# Princess Kisses and Soap Cupcakes



## holly99 (May 26, 2010)

I was able to make some more soap over the weekend. This first one I am calling Princess Kisses and is scented with White Tea and Ginger.







These are some soap cupcakes I made. They are entirely cold process. I haven't unmolded them yet as you can tell.






You know some people are fragrance ho's and some are color ho's. I'm a glitter ho!


----------



## agriffin (May 26, 2010)

LOVE LOVE LOVE!  Those look great!  Your frosting looks yummy!


----------



## emilaid (May 27, 2010)

WOW!!    Your cupcakes look AMAZING!!!!!!!!!

How long does the frosting take to set? What oils did you use for it?

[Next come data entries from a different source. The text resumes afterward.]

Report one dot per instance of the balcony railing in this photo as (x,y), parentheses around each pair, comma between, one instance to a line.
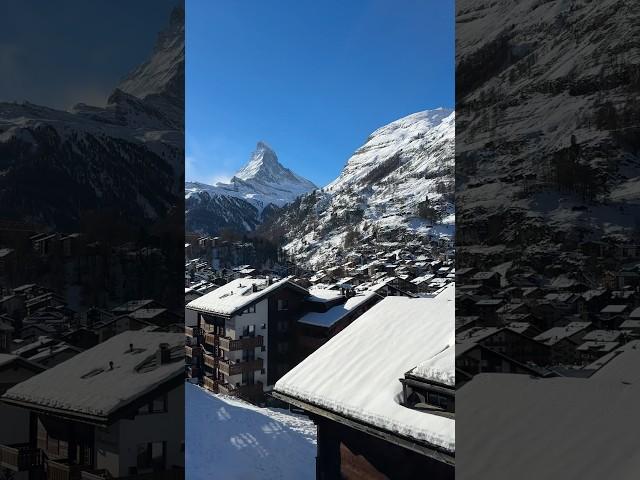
(193,331)
(191,351)
(210,384)
(210,361)
(246,343)
(20,457)
(62,470)
(242,390)
(234,368)
(162,475)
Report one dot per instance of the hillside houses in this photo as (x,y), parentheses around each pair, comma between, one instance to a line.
(546,326)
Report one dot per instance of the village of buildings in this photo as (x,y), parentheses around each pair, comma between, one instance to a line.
(363,347)
(546,327)
(91,380)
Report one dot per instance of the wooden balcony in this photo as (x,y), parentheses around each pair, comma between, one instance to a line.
(242,390)
(211,339)
(234,368)
(210,384)
(176,474)
(20,457)
(210,361)
(193,332)
(62,470)
(191,351)
(246,343)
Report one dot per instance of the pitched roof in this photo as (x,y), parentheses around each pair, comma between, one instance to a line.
(335,314)
(349,376)
(85,385)
(239,294)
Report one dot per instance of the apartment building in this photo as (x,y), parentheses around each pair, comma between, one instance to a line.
(245,334)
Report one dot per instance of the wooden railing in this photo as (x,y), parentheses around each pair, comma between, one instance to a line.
(191,351)
(193,331)
(176,474)
(62,470)
(20,457)
(246,343)
(210,361)
(234,368)
(210,384)
(211,339)
(242,390)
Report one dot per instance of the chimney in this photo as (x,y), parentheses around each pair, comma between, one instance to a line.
(163,354)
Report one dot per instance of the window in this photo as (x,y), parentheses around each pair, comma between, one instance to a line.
(249,331)
(283,326)
(283,304)
(151,456)
(157,405)
(249,309)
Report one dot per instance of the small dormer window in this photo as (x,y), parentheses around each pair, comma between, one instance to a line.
(283,304)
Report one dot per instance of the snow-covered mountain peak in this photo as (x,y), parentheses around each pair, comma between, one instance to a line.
(422,138)
(260,186)
(263,162)
(163,73)
(399,185)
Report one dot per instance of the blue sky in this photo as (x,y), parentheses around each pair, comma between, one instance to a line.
(311,78)
(60,53)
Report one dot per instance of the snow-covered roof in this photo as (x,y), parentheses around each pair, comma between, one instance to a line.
(602,335)
(86,385)
(555,334)
(440,368)
(323,295)
(335,314)
(549,428)
(350,376)
(237,295)
(614,309)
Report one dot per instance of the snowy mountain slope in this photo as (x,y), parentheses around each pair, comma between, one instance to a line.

I'm going to make CP cupcakes for my brothers wedding favours - I can't wait to get stuck in.


----------



## holly99 (May 27, 2010)

emilaid said:
			
		

> WOW!!    Your cupcakes look AMAZING!!!!!!!!!
> 
> How long does the frosting take to set? What oils did you use for it?
> 
> I'm going to make CP cupcakes for my brothers wedding favours - I can't wait to get stuck in.



Thank you!

I just used a regular recipe on this with olive, palm, coconut, castor, and some avocado thrown in. 

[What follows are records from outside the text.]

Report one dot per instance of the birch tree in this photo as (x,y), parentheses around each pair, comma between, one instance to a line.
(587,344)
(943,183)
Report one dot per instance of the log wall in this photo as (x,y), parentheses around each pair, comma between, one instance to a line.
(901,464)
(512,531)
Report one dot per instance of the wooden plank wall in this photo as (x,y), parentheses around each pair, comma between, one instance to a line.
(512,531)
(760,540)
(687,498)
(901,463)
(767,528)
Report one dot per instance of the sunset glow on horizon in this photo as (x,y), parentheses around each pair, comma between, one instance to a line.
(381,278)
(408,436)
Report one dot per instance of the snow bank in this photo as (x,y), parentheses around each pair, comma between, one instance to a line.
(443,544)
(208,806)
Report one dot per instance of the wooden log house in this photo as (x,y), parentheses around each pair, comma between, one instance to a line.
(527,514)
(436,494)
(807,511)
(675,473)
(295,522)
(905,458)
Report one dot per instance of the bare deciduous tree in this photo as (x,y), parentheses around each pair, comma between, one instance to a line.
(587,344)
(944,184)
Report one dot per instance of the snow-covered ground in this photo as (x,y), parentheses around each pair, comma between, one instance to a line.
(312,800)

I'm not sure at what point you're asking about the frosting setting. As for the batter, it just took a bit of patience to wait for it to be spoonable into the bag and then it still took a little waiting until it was of piping consistency. As far as afterwards, I haven't even touched them to unmold yet so I'm not sure how hard they are right now. I really need to unmold them and take a different picture of them.


----------



## April (May 27, 2010)

Is there a superlative for "excellent".

Congratulations.


----------



## opalgirl (May 27, 2010)

So pretty!  Who's glitter do you use?


----------



## zajanatural (May 27, 2010)

Those cupcakes look so real!


----------



## Deb (May 27, 2010)

are those cupcakes whipped soap? or a really thick trace?

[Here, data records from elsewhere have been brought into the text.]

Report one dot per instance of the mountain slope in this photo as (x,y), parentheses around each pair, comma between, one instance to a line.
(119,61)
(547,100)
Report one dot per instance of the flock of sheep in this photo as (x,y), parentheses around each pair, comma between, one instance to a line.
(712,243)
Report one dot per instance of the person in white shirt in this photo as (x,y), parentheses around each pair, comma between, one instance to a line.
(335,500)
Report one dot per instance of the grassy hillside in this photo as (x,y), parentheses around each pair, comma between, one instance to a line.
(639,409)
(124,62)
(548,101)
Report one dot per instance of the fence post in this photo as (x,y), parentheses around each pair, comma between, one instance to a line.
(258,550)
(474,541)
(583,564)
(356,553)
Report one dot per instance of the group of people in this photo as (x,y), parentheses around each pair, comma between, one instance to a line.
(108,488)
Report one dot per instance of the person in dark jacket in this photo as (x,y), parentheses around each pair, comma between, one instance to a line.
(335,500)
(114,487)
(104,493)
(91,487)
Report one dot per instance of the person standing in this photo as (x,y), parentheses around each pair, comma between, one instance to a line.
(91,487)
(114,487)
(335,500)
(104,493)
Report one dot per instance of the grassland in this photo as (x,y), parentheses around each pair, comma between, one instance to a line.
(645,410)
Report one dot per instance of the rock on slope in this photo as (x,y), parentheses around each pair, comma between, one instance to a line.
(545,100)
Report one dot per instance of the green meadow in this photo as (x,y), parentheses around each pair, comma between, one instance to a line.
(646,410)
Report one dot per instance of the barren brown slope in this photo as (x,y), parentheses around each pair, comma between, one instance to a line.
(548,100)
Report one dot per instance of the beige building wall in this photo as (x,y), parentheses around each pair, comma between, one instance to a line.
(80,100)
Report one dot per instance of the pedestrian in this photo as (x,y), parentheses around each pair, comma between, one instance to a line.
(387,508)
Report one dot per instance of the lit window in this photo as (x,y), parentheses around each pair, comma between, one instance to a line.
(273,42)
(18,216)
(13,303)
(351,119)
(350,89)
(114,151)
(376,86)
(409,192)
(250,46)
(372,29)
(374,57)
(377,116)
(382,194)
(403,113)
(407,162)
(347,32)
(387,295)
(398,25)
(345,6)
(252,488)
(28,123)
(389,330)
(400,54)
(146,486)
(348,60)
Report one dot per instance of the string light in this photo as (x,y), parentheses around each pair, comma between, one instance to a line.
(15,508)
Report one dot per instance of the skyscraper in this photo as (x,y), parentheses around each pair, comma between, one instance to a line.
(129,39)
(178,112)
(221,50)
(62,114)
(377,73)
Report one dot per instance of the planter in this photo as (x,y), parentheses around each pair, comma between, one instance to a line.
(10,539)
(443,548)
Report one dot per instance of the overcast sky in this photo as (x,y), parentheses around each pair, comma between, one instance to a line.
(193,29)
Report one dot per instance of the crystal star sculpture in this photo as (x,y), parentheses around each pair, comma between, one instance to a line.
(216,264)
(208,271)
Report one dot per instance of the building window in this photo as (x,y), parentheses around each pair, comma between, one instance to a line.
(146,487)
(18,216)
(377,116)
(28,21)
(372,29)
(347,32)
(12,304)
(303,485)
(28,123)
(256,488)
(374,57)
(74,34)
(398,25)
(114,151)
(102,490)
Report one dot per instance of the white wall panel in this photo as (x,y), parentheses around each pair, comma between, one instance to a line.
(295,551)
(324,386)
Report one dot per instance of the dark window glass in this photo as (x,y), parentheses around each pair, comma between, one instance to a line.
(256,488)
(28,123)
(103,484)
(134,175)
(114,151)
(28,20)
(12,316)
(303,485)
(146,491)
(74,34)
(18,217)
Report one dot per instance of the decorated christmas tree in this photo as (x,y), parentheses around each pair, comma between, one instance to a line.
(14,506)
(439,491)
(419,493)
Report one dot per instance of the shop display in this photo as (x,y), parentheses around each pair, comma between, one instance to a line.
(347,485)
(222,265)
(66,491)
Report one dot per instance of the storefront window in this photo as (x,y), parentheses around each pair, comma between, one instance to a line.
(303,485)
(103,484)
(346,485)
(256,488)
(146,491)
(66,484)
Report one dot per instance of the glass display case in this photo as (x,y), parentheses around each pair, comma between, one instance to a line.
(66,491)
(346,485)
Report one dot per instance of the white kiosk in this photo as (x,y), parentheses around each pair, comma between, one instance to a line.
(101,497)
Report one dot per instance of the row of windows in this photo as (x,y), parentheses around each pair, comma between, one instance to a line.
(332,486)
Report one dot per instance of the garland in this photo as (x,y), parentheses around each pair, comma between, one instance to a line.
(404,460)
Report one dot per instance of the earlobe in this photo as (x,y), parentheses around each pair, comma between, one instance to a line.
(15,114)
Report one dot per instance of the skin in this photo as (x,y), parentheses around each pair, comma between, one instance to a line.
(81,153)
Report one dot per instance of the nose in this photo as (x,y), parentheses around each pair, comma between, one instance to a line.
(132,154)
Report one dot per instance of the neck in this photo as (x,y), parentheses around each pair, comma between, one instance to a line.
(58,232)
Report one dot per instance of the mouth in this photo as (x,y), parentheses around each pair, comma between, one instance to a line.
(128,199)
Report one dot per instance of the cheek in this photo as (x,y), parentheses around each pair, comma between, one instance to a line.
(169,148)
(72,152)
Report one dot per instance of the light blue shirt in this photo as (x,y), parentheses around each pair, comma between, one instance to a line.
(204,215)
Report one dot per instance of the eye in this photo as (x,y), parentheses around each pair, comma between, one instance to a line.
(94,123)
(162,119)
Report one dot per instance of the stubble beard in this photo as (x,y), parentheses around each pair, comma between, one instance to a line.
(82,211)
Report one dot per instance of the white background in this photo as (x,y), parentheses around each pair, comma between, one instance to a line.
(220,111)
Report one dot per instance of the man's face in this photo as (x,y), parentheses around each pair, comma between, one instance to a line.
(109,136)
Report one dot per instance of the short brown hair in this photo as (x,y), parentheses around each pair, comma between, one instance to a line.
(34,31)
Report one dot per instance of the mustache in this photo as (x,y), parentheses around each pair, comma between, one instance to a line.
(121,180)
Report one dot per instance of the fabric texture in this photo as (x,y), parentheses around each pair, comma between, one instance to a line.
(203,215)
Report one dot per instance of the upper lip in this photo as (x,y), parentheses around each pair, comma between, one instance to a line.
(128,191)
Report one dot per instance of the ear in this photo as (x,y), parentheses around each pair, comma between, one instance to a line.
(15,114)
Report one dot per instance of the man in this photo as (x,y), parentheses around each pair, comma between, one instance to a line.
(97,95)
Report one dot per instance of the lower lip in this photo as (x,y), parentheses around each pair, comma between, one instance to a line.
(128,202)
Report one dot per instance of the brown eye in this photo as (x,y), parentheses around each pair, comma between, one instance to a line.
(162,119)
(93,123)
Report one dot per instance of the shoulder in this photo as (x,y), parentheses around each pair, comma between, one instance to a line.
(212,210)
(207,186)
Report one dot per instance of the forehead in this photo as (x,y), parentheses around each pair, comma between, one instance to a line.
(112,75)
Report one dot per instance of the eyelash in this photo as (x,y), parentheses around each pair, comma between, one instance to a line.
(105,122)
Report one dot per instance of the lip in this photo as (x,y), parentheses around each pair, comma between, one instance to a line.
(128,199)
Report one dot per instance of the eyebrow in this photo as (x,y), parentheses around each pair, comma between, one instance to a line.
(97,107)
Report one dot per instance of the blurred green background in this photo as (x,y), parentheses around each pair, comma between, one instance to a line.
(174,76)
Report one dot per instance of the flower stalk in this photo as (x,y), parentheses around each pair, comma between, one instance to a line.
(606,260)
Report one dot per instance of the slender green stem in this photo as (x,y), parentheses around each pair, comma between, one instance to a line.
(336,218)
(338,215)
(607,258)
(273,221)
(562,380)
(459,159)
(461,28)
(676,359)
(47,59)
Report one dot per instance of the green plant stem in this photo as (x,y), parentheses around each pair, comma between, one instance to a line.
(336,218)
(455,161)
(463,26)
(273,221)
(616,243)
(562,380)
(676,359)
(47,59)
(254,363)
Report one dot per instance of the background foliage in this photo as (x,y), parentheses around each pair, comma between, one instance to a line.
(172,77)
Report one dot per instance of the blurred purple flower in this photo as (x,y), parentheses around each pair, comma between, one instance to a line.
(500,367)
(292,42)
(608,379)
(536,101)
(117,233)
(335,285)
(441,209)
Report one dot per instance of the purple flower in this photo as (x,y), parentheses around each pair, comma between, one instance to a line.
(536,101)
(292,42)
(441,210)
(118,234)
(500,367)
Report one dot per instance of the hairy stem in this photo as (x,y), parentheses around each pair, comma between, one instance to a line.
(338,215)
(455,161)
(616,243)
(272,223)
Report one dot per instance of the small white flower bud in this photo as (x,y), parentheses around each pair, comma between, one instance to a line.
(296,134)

I am so going to have to learn how to do that! They look awesome!


----------



## holly99 (May 27, 2010)

Yep, it's just thick trace for the frosting. I was pretty excited when I read about it too. Check out this blog post by the soap queen:

http://soap-queen.blogspot.com/2010/01/ ... ocess.html

About the glitter...I'm not quite sure where I got the glitter but I'm thinking Brambleberry.


----------



## ToniD (May 27, 2010)

Words fail!     The cupcakes look excellent!    The bars are really pretty too.   Even the molds are pretty!!


----------



## NancyRogers (May 27, 2010)

Those look fantastic!  So pretty!


----------



## ewenique (May 27, 2010)

Beautiful soaps!   Sparkly and pretty.


----------



## Manchy (May 30, 2010)

so cute 
love them!!


----------



## Sibi (May 31, 2010)

Wow!  All I can say about the princess soap and cupcakes is BEAUTIFUL!


----------